[Monday]
Don’t call me Dave
Forget about David Cameron. Okay, he’s trailing in the polls by eight or nine points, his own MPs are mouthing off about him – Graham Brady, who quit the frontbench over Cameron’s stance on grammar schools, for one – and columnist Peter Oborne has raised the possibility that it could be game over for the Tories if Cameron leads them into a fourth consecutive election defeat.
So, the man who was built up by the corporate media now finds himself the subject of ridicule. No ideas, no direction, and no hope. Cameron has an uphill struggle: to convert his party, to beat Brown as a leader. See, Brown has a head start – he’s been crowned without an electoral test. As the current PM, he just has to keep his place at Number Ten, Cameron must prove himself – this is the expectation.
Cameron says he won’t waver, despite criticism he lacks appeal in Midlands and North of England. He is now compromised. If he does another U-turn and obeys the wishes of his party, he looks weak because he swore against it; yet if he soldiers on, more and more detractors will speak against him, and the perception will be of a party in disarray.
The discourse for Cameron is proving that his party has changed. Will Brown be held to his change of relations with US? No, not likely – here we are in realpolitik mode and the media won’t be pressing him on this “change”.
Most unwanted!
We know who Gordy is, don’t we? He tells us often enough. He is change. Well, he doesn’t smile as easily as Blair. He’s a bit awkward, a tad scruffy. It is a change of style, but not substance because nothing has really changed.

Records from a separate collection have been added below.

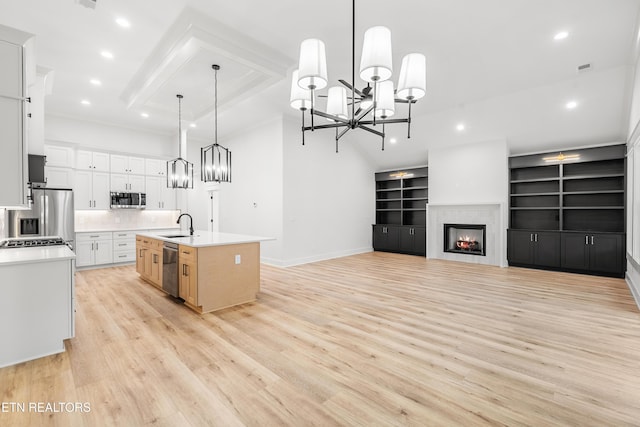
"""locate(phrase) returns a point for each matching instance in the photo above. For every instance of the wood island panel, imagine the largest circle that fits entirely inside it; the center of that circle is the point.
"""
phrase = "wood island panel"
(222, 283)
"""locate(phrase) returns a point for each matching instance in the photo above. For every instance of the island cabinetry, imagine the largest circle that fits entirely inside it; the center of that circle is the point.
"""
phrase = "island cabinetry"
(149, 260)
(216, 277)
(188, 271)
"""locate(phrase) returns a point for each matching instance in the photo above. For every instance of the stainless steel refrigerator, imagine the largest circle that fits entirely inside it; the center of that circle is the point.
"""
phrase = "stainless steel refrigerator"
(51, 215)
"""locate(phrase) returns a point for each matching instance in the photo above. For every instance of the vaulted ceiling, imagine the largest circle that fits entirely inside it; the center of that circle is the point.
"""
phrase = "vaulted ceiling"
(492, 65)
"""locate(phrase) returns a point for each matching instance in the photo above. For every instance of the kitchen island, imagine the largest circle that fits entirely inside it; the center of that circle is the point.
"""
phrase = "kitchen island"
(214, 270)
(37, 304)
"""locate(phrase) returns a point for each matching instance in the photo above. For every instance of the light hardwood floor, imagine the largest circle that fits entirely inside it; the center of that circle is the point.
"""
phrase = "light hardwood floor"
(372, 339)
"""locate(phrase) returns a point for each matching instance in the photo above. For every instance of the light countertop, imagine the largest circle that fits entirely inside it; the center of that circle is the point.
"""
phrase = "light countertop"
(10, 256)
(202, 238)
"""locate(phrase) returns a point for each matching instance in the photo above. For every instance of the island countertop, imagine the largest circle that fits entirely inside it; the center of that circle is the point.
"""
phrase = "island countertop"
(203, 238)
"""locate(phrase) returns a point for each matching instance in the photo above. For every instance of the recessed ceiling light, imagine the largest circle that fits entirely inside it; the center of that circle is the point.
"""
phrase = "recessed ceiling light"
(561, 35)
(123, 22)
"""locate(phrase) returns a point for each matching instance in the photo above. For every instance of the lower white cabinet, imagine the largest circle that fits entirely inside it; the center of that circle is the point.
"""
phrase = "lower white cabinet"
(94, 249)
(124, 246)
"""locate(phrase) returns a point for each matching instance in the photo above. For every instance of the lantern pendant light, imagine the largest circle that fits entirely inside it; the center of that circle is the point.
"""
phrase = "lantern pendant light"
(180, 171)
(215, 160)
(378, 98)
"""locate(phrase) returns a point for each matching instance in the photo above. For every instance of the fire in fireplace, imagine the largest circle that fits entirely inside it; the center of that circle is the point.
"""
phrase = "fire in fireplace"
(468, 239)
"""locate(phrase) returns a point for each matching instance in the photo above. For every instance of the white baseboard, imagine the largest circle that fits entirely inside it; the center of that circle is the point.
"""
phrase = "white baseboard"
(633, 281)
(315, 258)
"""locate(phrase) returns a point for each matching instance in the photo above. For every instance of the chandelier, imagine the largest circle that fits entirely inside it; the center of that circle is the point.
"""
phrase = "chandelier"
(215, 160)
(378, 98)
(180, 171)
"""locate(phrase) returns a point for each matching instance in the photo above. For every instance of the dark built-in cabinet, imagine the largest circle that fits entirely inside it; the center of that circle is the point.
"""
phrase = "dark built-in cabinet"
(401, 202)
(567, 211)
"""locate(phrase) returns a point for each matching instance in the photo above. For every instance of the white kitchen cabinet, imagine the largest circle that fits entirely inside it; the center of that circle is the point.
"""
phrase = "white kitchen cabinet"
(127, 164)
(91, 190)
(159, 197)
(92, 160)
(94, 249)
(13, 117)
(59, 156)
(124, 246)
(127, 183)
(156, 167)
(58, 177)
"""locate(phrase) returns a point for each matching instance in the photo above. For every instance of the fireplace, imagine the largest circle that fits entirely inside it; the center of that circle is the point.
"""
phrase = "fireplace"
(468, 239)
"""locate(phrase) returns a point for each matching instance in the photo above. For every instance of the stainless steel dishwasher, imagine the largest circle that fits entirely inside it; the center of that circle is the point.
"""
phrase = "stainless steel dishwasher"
(170, 269)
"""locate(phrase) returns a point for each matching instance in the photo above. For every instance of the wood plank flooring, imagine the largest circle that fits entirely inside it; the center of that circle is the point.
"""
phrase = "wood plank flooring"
(371, 339)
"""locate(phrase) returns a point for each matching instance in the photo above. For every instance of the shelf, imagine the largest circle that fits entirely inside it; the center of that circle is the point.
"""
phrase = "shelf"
(609, 175)
(557, 193)
(534, 208)
(519, 181)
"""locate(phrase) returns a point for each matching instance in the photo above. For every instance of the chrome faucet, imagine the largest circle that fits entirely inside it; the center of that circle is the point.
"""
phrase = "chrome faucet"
(190, 222)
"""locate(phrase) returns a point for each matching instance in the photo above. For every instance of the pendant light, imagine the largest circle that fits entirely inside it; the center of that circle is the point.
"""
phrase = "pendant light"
(215, 160)
(180, 171)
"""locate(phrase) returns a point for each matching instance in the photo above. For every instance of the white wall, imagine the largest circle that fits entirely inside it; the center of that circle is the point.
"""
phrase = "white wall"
(252, 202)
(633, 184)
(109, 138)
(469, 173)
(329, 197)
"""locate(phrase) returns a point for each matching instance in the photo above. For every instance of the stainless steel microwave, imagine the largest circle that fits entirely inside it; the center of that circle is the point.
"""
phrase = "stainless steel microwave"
(128, 200)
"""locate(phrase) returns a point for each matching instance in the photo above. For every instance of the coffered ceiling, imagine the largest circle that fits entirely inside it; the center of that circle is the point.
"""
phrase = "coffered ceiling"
(492, 65)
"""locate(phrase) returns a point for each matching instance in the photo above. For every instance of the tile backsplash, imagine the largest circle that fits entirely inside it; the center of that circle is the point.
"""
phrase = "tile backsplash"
(123, 219)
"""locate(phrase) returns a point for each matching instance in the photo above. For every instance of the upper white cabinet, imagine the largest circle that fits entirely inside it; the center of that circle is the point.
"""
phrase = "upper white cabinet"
(59, 156)
(156, 167)
(14, 54)
(127, 164)
(91, 190)
(92, 160)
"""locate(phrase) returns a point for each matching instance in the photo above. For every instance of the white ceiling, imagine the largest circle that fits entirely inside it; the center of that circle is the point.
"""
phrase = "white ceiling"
(491, 64)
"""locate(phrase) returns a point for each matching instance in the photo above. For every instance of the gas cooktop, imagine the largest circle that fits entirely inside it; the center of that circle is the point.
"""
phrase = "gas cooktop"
(32, 242)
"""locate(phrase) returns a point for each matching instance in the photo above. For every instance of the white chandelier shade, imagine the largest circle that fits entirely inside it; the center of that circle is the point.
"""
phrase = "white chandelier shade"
(337, 102)
(385, 100)
(300, 98)
(312, 71)
(376, 60)
(412, 83)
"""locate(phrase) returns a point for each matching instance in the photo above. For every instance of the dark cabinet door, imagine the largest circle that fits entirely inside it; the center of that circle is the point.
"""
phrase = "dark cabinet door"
(385, 238)
(606, 253)
(519, 249)
(575, 251)
(546, 249)
(420, 240)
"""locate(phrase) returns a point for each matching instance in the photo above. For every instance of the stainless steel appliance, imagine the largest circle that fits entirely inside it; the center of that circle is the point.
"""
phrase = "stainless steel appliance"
(170, 269)
(51, 215)
(30, 243)
(128, 200)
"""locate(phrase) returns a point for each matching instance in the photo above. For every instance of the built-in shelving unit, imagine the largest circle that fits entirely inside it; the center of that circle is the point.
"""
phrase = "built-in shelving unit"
(401, 206)
(571, 198)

No change in relations with the US: we should be grateful for the most powerful empire ever to exist, says Brown. No change in government attitudes towards industrial disputes: the posties – and all other workers – must accept a pay cut to hold off inflation, says Brown. (Presumably he doesn’t want the bosses to accept lower profits and reduced bonuses…)
Why isn’t Brown trailing in the polls? Are they meaningless? How can a man to take over as PM with no election, change only one or two of hundreds of massively unpopular policies, invite generals, coppers, and bosses into government and remain popular?
The answer is, of course, that he is not popular. Remember – these opinion polls are of voters. People who say they will vote in a general election. Not exactly a supermajority of the population; of which, a few thousand are asked to give their opinion. So taking an opinion poll is not the same as taking the pulse of the nation(s).
Severe flooding causing billions of pounds worth of damage to homes and businesses; an ongoing postal strike; deaths and casualties of troops fighting illegal and immoral wars in the Middle East – Brown doesn’t want to talk about this.
No, the flag! The Union flag is Brown’s priority (he’s British, you know!). The butcher’s apron is to be flown all year round from government buildings – but not in Scotland or Northern Ireland.
And terror – Brown is set on doubling the 28 day internment to 56 days, insisting it is needed despite the lack of evidence. It’s partly party political, it lets him out-tough the Tories, but for the most part it serves the interests of the ruling class, who will need such laws on the books should the tide turn on a mass scale.
Right now, Brown’s meeting with George Bush is in the news. What did he mean by “full and frank”? Was he displeased at Bush’s lap of honour in the golf cart? My big talking point is this: considering UK service-personnel are dying in immoral, illegal, and unpopular wars of occupation in the Middle East, what impact will Brown’s commitment to the “special relationship” have on his own reputation?
Independence thirst?
On Scotland, Brown’s abandoned homeland, the head of the Scottish government intends to publish a white paper on an independence referendum within the next two weeks, to mark the SNP’s first hundred days in power.
It won’t be easy to bring forward a referendum: the Scottish Parliament is packed with members of the Westminster parties, and the unionists are dead against giving the Scottish people a say on the future of their nation. If it is true that over a third of MSPs are in favour of independence and that there is not sufficient public support for an independent Scottish state, then the unionists should call Salmond’s bluff and back a referendum wholeheartedly.
Scottish independence is a big deal for socialists in England; we cannot let English national identity become purely defined by feelings of antagonism towards Scotland. The asymmetrical devolution carried out by New Labour is resulting in a resurgence of the English national identity, discrete from that of British “national” identity offered by the ruling class. Socialists should support the Campaign for an English Parliament and socialist bloggers should join the Witanagemot Club.
There is one other factor besides the issue of national self-determination, it must be said. For if it is true that Britain is the most important ally of the US, the world’s number one imperialist power, then it is our duty to break the Union into its component parts, thus weakening Anglo-American imperialism and at the same time fighting for change in the interest of the working class.